Finalmente, no terceiro dia de busca, «encontraram-n’O no Templo sentado no meio dos doutores, ouvindo-os e interrogando-os» (Lc 2, 46). Ficaram surpreendidos ao vê-l’O ali sentado, causando a admiração de todos. Mas, para além do assombro, estava a imensa alegria do reencontro. Também Jesus sentiria essa mesma sensação de alívio, ao mesmo tempo que agradeceria interiormente a seu Pai, pois de algum modo cessava o sofrimento da prova para José e Maria.

É fácil imaginar a emoção desse instante, como talvez nós próprios tenhamos vivido cenas de reencontro familiar. A Sagrada Família unir-se-ia num forte abraço e, provavelmente, haveria mais que uma lágrima. Contudo, o evangelista avança rapidamente para o diálogo entre Maria e o Menino:

– «Filho, porque procedeste assim connosco? Teu pai e eu andávamos à tua procura cheios de aflição».

A resposta de Jesus – as suas primeiras palavras que a Escritura recolhe – é intrigante:

– «Por que me procuráveis? Não sabíeis que devo ocupar-Me nas coisas de meu Pai?» (Lc 2, 49).

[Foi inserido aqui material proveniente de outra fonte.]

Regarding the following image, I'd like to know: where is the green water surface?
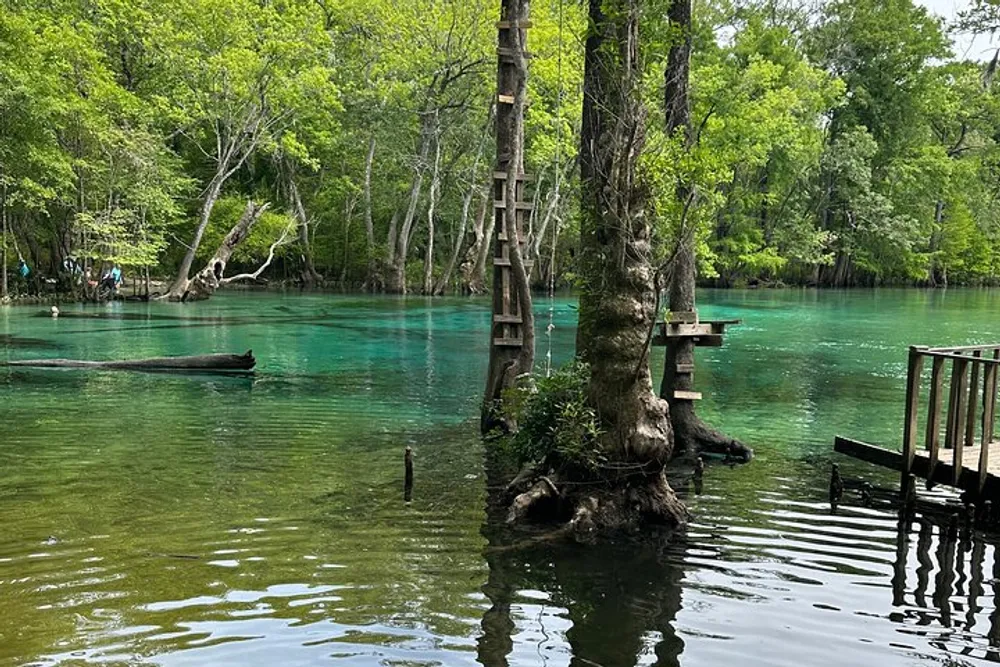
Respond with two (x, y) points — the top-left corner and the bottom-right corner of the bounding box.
(0, 290), (1000, 667)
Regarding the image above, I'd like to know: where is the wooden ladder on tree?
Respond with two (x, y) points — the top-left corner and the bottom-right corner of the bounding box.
(491, 14), (534, 349)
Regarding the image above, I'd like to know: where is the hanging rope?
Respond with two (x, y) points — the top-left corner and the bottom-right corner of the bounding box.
(545, 0), (563, 377)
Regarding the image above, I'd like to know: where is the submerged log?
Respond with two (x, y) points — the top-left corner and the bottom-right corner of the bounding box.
(6, 350), (257, 371)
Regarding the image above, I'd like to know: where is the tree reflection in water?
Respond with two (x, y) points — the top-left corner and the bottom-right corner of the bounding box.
(479, 522), (685, 667)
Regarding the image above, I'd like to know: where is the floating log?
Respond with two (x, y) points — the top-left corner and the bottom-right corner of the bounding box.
(6, 350), (257, 371)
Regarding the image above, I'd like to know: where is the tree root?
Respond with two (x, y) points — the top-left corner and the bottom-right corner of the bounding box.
(670, 404), (753, 463)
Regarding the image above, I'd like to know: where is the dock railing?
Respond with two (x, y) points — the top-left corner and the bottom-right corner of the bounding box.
(902, 344), (1000, 492)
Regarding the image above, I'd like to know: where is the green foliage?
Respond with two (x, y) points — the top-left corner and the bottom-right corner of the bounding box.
(501, 361), (605, 471)
(0, 0), (1000, 285)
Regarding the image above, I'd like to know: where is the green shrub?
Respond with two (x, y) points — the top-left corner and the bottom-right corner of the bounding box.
(501, 361), (605, 471)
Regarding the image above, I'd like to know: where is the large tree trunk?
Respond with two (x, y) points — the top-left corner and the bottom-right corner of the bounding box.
(660, 0), (751, 460)
(480, 0), (535, 433)
(500, 0), (687, 539)
(577, 0), (682, 490)
(178, 201), (270, 301)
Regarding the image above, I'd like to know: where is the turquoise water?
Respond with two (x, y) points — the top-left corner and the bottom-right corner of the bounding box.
(0, 290), (1000, 667)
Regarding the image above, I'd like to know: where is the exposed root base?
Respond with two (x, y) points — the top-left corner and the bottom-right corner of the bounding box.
(671, 405), (753, 463)
(507, 471), (689, 542)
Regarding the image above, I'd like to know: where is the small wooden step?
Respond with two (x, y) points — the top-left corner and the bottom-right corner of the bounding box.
(493, 338), (524, 347)
(493, 257), (535, 270)
(493, 199), (535, 211)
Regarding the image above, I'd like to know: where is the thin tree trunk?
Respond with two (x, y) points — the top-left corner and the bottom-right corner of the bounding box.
(423, 122), (441, 296)
(0, 183), (9, 299)
(460, 187), (496, 294)
(386, 113), (433, 294)
(927, 199), (948, 287)
(660, 0), (751, 460)
(178, 201), (270, 301)
(168, 175), (225, 299)
(434, 181), (486, 296)
(362, 134), (379, 291)
(288, 169), (323, 287)
(480, 0), (535, 433)
(340, 197), (355, 289)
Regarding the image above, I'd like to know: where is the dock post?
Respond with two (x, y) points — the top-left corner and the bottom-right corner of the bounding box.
(403, 447), (413, 502)
(899, 345), (927, 492)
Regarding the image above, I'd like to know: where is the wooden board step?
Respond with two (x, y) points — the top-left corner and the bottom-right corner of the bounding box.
(493, 199), (535, 211)
(493, 338), (524, 347)
(493, 257), (535, 270)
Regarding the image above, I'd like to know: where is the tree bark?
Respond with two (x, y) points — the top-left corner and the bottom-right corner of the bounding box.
(480, 0), (535, 433)
(574, 0), (687, 530)
(177, 201), (270, 301)
(340, 195), (357, 289)
(434, 181), (486, 296)
(0, 183), (9, 299)
(288, 169), (323, 287)
(167, 174), (225, 301)
(660, 0), (752, 460)
(461, 188), (496, 294)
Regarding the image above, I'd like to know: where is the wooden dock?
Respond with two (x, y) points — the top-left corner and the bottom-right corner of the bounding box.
(834, 344), (1000, 498)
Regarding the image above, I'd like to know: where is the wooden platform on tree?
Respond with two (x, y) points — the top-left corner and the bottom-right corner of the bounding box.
(653, 320), (741, 347)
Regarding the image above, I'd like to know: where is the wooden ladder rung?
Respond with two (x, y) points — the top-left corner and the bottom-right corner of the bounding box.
(493, 171), (535, 181)
(497, 231), (526, 243)
(493, 338), (524, 347)
(668, 310), (698, 324)
(497, 46), (535, 60)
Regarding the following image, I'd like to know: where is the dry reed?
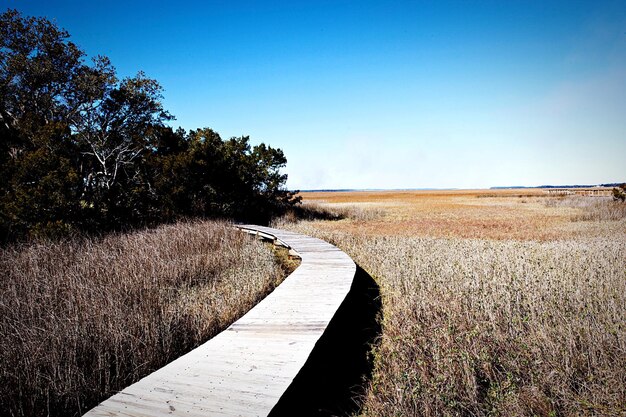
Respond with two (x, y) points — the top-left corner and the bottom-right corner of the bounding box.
(0, 222), (284, 416)
(281, 193), (626, 417)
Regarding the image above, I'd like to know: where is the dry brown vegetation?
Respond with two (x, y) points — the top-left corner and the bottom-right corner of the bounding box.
(0, 222), (285, 416)
(281, 190), (626, 416)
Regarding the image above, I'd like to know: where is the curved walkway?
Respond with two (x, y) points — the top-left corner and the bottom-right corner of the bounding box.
(85, 225), (356, 417)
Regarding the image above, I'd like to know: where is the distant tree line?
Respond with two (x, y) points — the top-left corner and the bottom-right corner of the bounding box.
(0, 10), (299, 242)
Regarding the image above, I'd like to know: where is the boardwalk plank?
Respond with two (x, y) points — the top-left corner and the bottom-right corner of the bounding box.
(85, 225), (356, 417)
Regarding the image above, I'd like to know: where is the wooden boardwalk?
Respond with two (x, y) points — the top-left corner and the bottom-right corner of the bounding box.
(85, 225), (356, 417)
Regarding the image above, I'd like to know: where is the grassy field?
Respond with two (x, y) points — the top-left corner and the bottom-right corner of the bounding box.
(0, 222), (288, 416)
(278, 190), (626, 416)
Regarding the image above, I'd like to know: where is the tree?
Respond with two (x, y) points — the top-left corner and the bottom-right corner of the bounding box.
(0, 10), (299, 241)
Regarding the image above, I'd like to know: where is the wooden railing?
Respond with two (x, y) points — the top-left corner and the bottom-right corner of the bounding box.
(85, 225), (356, 417)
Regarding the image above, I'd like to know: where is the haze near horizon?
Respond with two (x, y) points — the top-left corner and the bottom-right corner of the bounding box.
(11, 0), (626, 189)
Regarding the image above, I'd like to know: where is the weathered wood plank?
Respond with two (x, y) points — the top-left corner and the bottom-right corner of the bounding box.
(85, 225), (356, 417)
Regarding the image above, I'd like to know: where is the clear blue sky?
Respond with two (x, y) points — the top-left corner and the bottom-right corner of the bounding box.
(6, 0), (626, 189)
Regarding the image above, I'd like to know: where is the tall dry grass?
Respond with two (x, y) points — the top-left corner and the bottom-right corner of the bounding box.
(544, 196), (626, 221)
(0, 222), (284, 416)
(281, 193), (626, 417)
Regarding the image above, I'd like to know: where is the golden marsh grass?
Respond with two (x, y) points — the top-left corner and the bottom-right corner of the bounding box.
(0, 222), (286, 416)
(282, 190), (626, 416)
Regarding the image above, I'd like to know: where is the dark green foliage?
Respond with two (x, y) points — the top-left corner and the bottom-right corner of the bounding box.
(0, 10), (298, 241)
(613, 184), (626, 203)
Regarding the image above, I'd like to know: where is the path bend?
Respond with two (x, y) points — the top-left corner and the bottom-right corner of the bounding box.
(85, 225), (356, 417)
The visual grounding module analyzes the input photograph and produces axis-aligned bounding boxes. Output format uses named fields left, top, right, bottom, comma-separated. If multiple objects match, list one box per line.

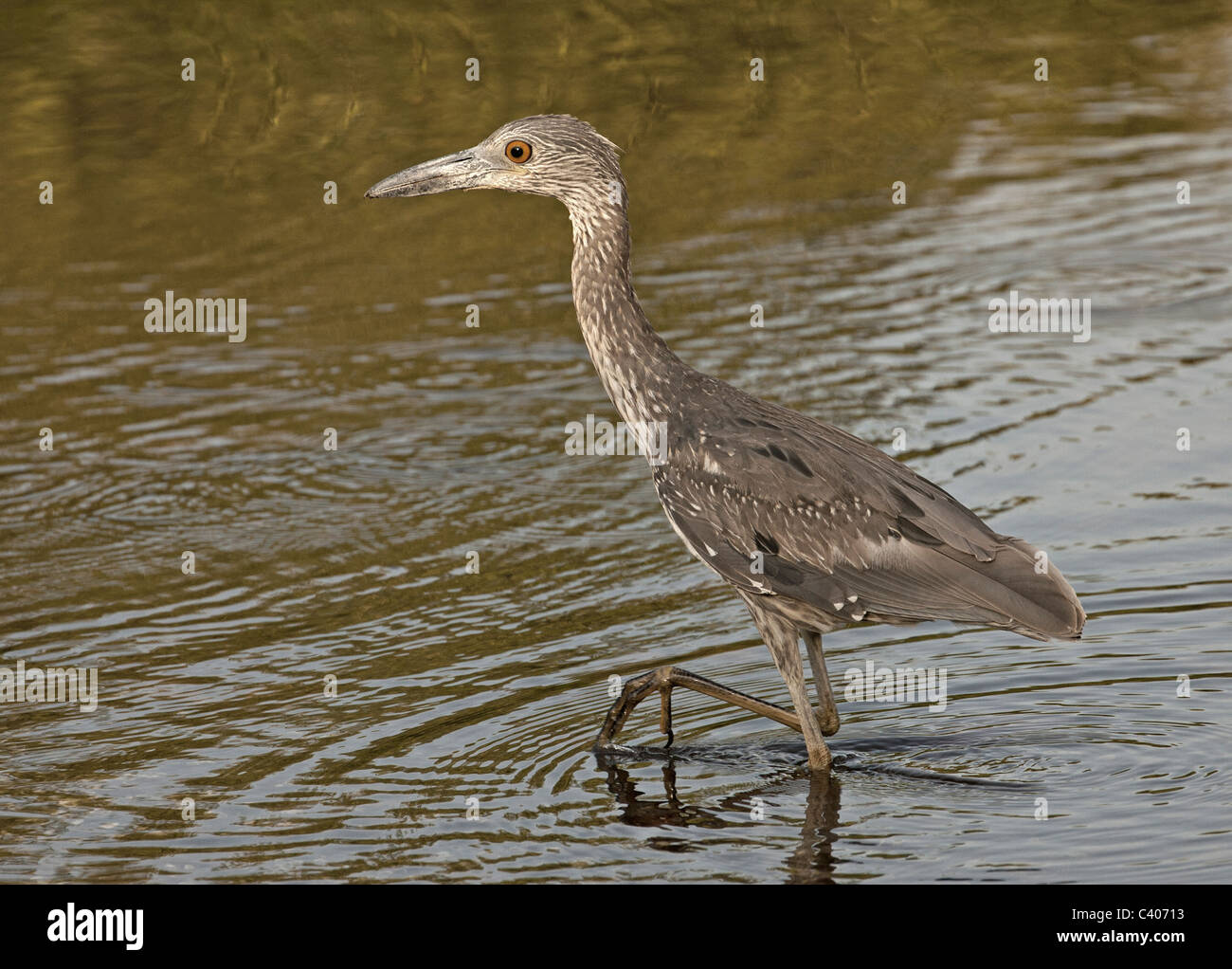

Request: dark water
left=0, top=0, right=1232, bottom=882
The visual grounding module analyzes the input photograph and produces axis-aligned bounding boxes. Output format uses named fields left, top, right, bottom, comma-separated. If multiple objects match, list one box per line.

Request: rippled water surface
left=0, top=0, right=1232, bottom=882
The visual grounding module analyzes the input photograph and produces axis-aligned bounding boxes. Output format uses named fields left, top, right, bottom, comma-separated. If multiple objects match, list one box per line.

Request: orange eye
left=505, top=142, right=531, bottom=165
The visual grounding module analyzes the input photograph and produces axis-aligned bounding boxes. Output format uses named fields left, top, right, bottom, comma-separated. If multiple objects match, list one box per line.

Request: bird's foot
left=595, top=666, right=802, bottom=750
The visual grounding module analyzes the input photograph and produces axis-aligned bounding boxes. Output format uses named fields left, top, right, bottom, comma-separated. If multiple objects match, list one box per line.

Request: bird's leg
left=805, top=632, right=839, bottom=738
left=660, top=679, right=675, bottom=747
left=742, top=596, right=830, bottom=771
left=595, top=666, right=807, bottom=748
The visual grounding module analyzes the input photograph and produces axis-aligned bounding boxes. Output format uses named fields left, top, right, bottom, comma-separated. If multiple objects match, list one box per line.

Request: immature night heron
left=367, top=115, right=1087, bottom=769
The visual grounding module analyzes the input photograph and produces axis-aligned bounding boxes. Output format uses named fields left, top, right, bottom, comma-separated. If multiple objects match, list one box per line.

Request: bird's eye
left=505, top=140, right=531, bottom=165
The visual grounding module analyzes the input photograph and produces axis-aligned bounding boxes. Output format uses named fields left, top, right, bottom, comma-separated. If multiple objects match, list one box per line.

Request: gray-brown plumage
left=367, top=115, right=1085, bottom=768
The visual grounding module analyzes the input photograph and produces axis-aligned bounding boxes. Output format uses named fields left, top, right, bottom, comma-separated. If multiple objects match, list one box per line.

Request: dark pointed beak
left=364, top=149, right=488, bottom=198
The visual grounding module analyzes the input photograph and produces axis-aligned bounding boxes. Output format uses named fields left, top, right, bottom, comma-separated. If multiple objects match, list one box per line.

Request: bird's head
left=365, top=115, right=625, bottom=210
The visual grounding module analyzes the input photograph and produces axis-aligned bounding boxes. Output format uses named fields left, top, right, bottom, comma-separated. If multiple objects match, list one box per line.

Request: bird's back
left=656, top=371, right=1085, bottom=639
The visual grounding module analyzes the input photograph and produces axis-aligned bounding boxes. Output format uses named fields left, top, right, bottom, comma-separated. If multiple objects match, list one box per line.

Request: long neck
left=570, top=192, right=689, bottom=424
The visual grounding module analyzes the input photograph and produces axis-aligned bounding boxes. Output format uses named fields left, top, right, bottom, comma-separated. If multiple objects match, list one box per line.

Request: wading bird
left=366, top=115, right=1085, bottom=769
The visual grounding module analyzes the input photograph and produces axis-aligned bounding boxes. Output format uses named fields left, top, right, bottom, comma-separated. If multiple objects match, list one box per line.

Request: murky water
left=0, top=0, right=1232, bottom=882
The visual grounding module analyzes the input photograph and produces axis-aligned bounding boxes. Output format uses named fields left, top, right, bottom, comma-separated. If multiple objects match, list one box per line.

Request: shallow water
left=0, top=0, right=1232, bottom=882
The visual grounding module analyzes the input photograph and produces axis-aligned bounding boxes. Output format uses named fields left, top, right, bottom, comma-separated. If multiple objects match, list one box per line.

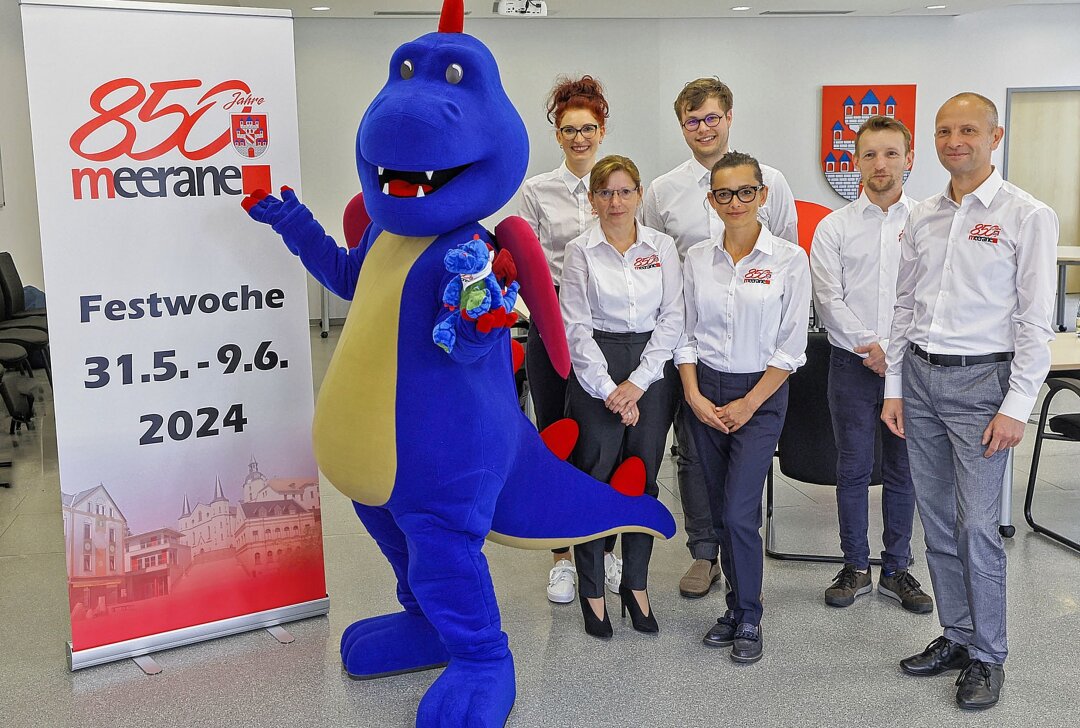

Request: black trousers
left=566, top=332, right=676, bottom=598
left=692, top=362, right=787, bottom=624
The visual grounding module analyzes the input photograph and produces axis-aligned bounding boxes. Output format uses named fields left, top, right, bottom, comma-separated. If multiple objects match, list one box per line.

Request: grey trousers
left=903, top=350, right=1011, bottom=664
left=566, top=332, right=677, bottom=598
left=675, top=391, right=720, bottom=560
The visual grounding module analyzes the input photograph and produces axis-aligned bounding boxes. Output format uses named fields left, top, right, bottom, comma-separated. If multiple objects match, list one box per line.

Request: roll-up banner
left=22, top=0, right=328, bottom=669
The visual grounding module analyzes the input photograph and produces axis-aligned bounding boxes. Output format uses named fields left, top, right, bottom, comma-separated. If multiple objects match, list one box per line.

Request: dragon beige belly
left=312, top=232, right=434, bottom=505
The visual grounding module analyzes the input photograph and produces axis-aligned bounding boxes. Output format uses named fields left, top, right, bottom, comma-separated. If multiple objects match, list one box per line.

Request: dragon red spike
left=438, top=0, right=465, bottom=32
left=611, top=455, right=645, bottom=496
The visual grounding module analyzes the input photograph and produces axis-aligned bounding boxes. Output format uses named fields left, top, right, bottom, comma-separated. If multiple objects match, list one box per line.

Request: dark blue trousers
left=828, top=347, right=915, bottom=570
left=692, top=363, right=787, bottom=624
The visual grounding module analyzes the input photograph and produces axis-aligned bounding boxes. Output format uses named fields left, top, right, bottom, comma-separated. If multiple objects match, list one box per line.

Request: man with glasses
left=810, top=117, right=934, bottom=615
left=881, top=93, right=1064, bottom=710
left=644, top=78, right=809, bottom=598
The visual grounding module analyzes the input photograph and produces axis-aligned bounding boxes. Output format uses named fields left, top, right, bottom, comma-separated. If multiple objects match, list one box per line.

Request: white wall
left=0, top=0, right=43, bottom=288
left=0, top=1, right=1080, bottom=308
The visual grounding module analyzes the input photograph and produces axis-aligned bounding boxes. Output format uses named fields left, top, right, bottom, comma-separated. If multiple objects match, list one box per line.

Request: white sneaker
left=604, top=553, right=622, bottom=594
left=548, top=558, right=578, bottom=604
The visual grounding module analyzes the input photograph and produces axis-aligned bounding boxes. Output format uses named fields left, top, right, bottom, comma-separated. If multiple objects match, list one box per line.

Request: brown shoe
left=678, top=558, right=720, bottom=599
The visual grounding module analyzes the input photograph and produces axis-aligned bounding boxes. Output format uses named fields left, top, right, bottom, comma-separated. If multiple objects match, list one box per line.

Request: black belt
left=912, top=343, right=1013, bottom=366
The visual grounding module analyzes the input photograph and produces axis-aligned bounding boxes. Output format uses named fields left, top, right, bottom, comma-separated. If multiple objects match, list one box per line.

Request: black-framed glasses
left=708, top=185, right=765, bottom=205
left=558, top=124, right=599, bottom=141
left=593, top=187, right=639, bottom=202
left=683, top=113, right=721, bottom=132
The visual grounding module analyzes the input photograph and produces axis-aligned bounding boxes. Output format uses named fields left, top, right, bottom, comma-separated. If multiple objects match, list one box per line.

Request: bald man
left=881, top=93, right=1057, bottom=710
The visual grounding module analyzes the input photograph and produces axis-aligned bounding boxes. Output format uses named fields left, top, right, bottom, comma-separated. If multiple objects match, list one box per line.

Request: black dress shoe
left=956, top=660, right=1005, bottom=711
left=900, top=637, right=971, bottom=677
left=619, top=585, right=660, bottom=633
left=731, top=623, right=765, bottom=664
left=701, top=609, right=739, bottom=647
left=578, top=593, right=615, bottom=639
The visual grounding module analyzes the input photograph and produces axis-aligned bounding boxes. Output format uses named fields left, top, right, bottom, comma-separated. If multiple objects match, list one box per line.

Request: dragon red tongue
left=390, top=179, right=434, bottom=198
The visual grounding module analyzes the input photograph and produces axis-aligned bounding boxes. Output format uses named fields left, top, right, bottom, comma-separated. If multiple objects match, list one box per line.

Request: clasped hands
left=687, top=393, right=757, bottom=434
left=604, top=379, right=645, bottom=427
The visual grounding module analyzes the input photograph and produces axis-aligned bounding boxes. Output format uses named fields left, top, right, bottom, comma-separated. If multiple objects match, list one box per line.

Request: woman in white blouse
left=559, top=156, right=683, bottom=638
left=518, top=76, right=622, bottom=604
left=675, top=152, right=810, bottom=662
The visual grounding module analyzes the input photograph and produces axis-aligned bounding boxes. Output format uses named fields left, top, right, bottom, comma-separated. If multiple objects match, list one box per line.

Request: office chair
left=1024, top=377, right=1080, bottom=551
left=765, top=332, right=881, bottom=565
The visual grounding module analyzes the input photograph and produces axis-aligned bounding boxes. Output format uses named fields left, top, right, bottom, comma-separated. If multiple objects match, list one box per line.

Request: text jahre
left=221, top=91, right=265, bottom=109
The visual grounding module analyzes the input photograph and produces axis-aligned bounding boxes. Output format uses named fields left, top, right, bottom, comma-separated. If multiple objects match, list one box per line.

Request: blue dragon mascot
left=244, top=0, right=675, bottom=728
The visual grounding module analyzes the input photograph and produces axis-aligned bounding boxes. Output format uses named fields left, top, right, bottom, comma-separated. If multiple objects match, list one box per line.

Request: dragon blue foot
left=341, top=611, right=450, bottom=679
left=416, top=652, right=517, bottom=728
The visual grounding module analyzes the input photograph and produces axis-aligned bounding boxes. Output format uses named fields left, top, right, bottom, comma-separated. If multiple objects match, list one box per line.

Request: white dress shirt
left=517, top=162, right=596, bottom=285
left=810, top=192, right=914, bottom=358
left=885, top=170, right=1058, bottom=421
left=559, top=224, right=683, bottom=400
left=643, top=157, right=799, bottom=258
left=675, top=227, right=810, bottom=374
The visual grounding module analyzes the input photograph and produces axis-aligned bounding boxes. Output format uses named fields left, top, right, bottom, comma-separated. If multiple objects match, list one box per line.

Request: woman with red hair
left=518, top=76, right=622, bottom=604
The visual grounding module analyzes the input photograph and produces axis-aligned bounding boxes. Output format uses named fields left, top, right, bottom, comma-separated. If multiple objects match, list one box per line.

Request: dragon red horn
left=438, top=0, right=465, bottom=32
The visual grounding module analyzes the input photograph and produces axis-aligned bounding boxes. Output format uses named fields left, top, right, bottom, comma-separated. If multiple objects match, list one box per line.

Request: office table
left=998, top=332, right=1080, bottom=538
left=1054, top=245, right=1080, bottom=332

Entendemos bem que Jesus se dedicasse aos assuntos de seu Pai. Maria e José estavam em condições de compreender isso e, obviamente, de O secundar. O que talvez não se entenda tão bem é porque o fez deste modo. Porquê ficar sem dizer nada? Não se poderia ter obtido o mesmo resultado sem causar a dor da perda? Não poderia tê-los avisado de algum modo? A falta de resposta a estas questões mostra-nos que os planos divinos respondem a uma lógica mais ampla do que a dos homens. Acolher com fé este modo de atuar do Senhor significa entrar na experiência que viveram os santos, que são aqueles que permaneceram mais perto de Deus, que se associaram mais intimamente à Sua vontade. «Reparai: se Deus quis, por um lado, exaltar a sua Mãe, por outro, durante a sua vida terrena, não foi poupada a Maria a experiência da dor, nem o cansaço do trabalho, nem o claro-escuro da fé. (...) Compreendemos um pouco mais a lógica de Deus; compreendemos que o valor sobrenatural da nossa vida não depende de que se tornem realidade os grandes feitos que por vezes forjamos com a imaginação, mas da aceitação fiel da vontade divina, da disposição generosa nos pequenos sacrifícios diários»[6].

S. Lucas esclarece que «eles não compreenderam o que lhes disse» (Lc 2, 50). Ao mesmo tempo, também diz que Maria ponderava estas coisas no seu coração (cf. Lc 2, 51), e é fácil imaginar que as continuaria a meditar ao longo da sua vida. Com Jesus a seu lado, Maria e José iriam compreendendo progressivamente muitos aspetos do alcance da missão e do modo de agir do seu Filho. Em qualquer caso, a cena que contemplámos dá-nos de algum modo um certo consolo para quando, em certos momentos, não conseguirmos vislumbrar totalmente o sentido dum acontecimento ou duma circunstância. O modo habitual de reagir de Nossa Senhora dá-nos a chave para podermos enfrentar estas situações quando elas surgem: «Conservava todas estas coisas no seu coração» (Lc 2, 51). E mais tarde esta atitude seria elogiada pelo seu Filho: «Estes são a minha mãe e os meus irmãos: quem faz a vontade de Deus, esse é meu irmão e minha irmã e minha mãe» (Mc 8, 34-35).


[1] cf. S. Josemaria, Santo Rosário, 5º mistério gozoso.

[2] Ibid.

[3] S. Josemaria, Meditação, 02/10/1956.

[4] Francisco, Homilia, 27/01/2015.

[5] Ibid.

[6] S. Josemaria, Cristo que Passa, n. 172.